In interviews with Australian Broadcasting Corp. radio and television, Howard said the Iraqi problem would not simply go away.
"Iraq does have weapons of mass destruction, she has shown a willingness to use them in the past, and in the kind of environment in which we live, that is not an issue that we can simply, as a world community, ignore."
Howard said he thought that war was "still more probable than not" - adding that the likelihood was probably in the realm of 60-40, rather than 80-20.
He defended the U.S. against criticism for its stance on the Iraqi situation, saying that Washington was working through the United Nations framework
"I believe [the Americans] want to work through the U.N. I don't think they want to be seen, or in reality [to] behave as though they disregard the U.N.," he said. "That is not their game and it is not Australia's game."

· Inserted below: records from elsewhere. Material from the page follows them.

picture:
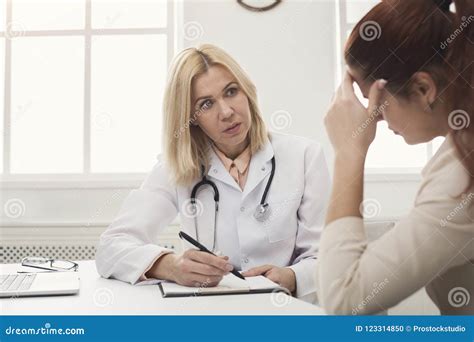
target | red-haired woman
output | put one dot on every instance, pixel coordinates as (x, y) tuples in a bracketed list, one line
[(418, 73)]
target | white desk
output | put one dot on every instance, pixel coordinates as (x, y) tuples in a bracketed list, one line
[(99, 296)]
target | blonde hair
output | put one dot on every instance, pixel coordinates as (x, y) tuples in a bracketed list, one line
[(186, 146)]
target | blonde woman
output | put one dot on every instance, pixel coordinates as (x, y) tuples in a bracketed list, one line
[(258, 198)]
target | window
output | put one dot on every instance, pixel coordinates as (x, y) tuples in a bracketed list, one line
[(388, 153), (84, 81)]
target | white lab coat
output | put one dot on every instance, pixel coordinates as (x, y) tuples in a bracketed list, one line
[(290, 237)]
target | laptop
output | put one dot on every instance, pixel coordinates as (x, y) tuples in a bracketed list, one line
[(39, 284)]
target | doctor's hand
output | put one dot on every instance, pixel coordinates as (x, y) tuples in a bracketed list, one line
[(351, 126), (193, 268), (283, 276)]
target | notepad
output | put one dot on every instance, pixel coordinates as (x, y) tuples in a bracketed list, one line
[(230, 284)]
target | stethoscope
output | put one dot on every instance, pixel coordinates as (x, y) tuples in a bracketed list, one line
[(261, 214)]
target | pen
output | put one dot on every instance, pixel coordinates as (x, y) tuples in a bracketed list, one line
[(185, 236)]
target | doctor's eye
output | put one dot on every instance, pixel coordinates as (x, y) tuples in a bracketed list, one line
[(206, 105), (232, 91)]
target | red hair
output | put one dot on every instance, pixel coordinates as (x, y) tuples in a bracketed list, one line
[(398, 38)]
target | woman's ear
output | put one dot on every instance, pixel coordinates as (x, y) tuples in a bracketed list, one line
[(424, 87)]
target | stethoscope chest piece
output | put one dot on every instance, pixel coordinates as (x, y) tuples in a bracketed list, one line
[(262, 212)]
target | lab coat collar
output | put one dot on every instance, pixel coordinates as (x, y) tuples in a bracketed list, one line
[(259, 168)]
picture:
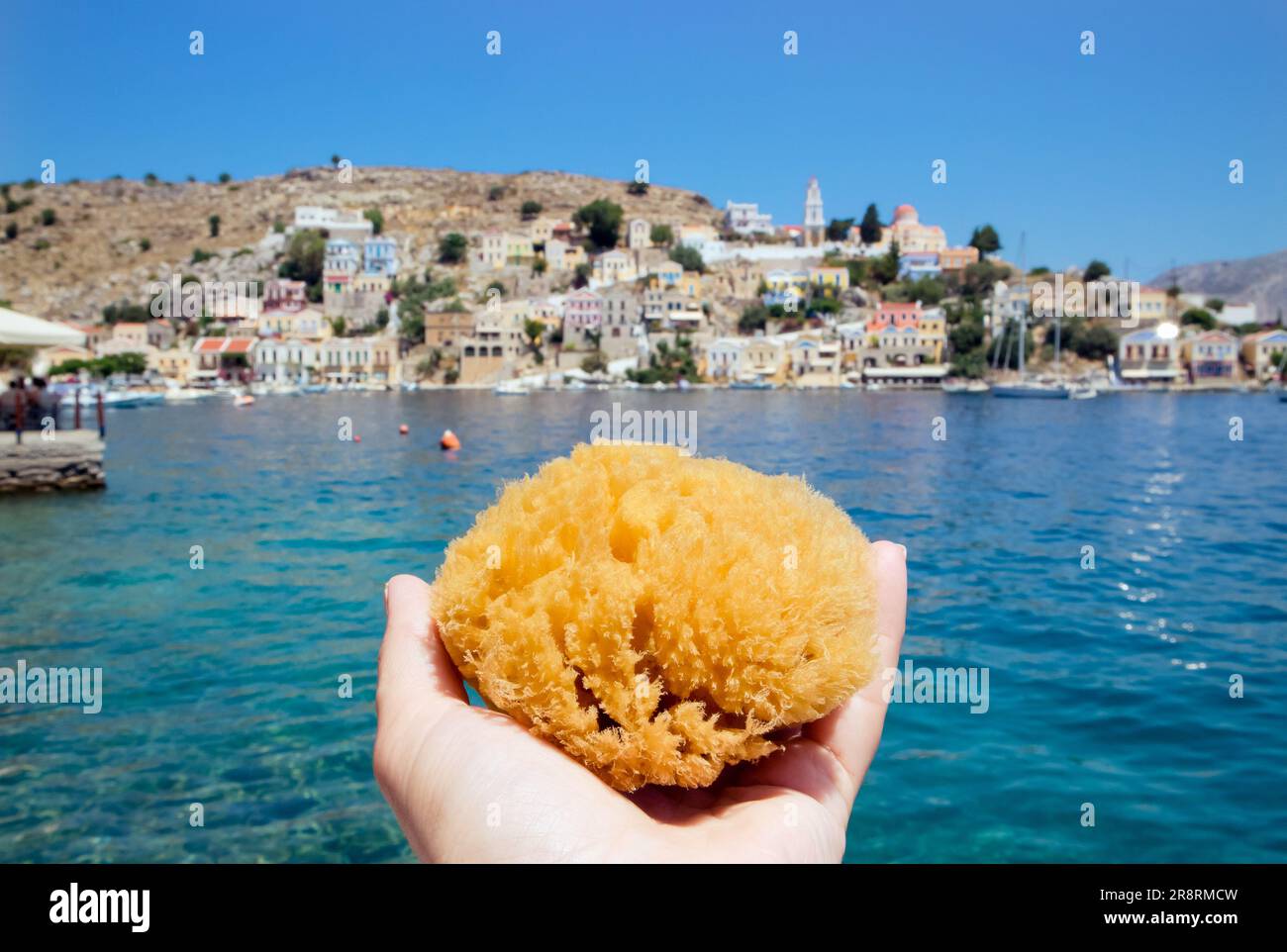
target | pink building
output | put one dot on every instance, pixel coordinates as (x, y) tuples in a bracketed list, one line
[(897, 316), (281, 295), (583, 310)]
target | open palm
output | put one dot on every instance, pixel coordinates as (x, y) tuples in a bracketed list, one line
[(471, 785)]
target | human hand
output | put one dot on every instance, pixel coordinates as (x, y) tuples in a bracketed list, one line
[(472, 785)]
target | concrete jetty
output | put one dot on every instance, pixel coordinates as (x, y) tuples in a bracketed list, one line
[(60, 459)]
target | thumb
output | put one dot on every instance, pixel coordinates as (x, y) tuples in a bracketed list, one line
[(416, 673)]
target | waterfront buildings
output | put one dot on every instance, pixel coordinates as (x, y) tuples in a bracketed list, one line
[(815, 224), (914, 265), (1262, 352), (1211, 356), (1149, 356), (745, 219)]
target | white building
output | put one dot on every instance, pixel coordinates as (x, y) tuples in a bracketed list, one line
[(745, 218), (815, 226), (640, 235), (347, 224)]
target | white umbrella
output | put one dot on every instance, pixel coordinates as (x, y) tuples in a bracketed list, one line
[(26, 331)]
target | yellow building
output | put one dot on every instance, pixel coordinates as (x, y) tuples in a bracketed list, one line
[(934, 333), (1153, 305), (833, 281)]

Secretary of State Colin Powell said Thursday the U.S. considered Iraq to be in "material breach" of a new U.N. resolution over a recently-compiled, 12,000-page declaration about its weapons of mass destruction programs.
Chief U.N. weapons inspector Hans Blix agreed there were problems with the document.
Howard also expressed doubts the declaration would prove satisfactory. "We're dealing with somebody who has a track record of deception."
"To date it's not promising but we still have a while to go yet. The initial reaction of the Americans and the British, having looked at the Iraqi documents, is that there are a number of omissions."
He said he hoped the diplomatic option through the U.N. would work, but if it didn't, "the defense force ... has put certain arrangements in place in case they are called upon to commit forces."
But he stressed that the government had not yet made any decision to do so.
In separate comments reacting to the U.N. inspectors' assessment, Howard expressed disappointment, but said Iraq could still avoid war.
"Iraq can avoid a deterioration to military conflict if Iraq fully cooperates, fully complies, and fully discloses. It is in Iraq's hands to prevent military conflict occurring and the world hopes that Iraq takes that opportunity."
A Sydney tabloid reported this week that the Australian forces were preparing for a March 2003 campaign, and would contribute special forces troops, three warships, a fighter squadron and support aircraft.
Citing unnamed military sources, the Daily Telegraph said Bush was expected to give the green light early next month, and that an initial six-month operation could begin in March.
Canberra has declined to comment on the report.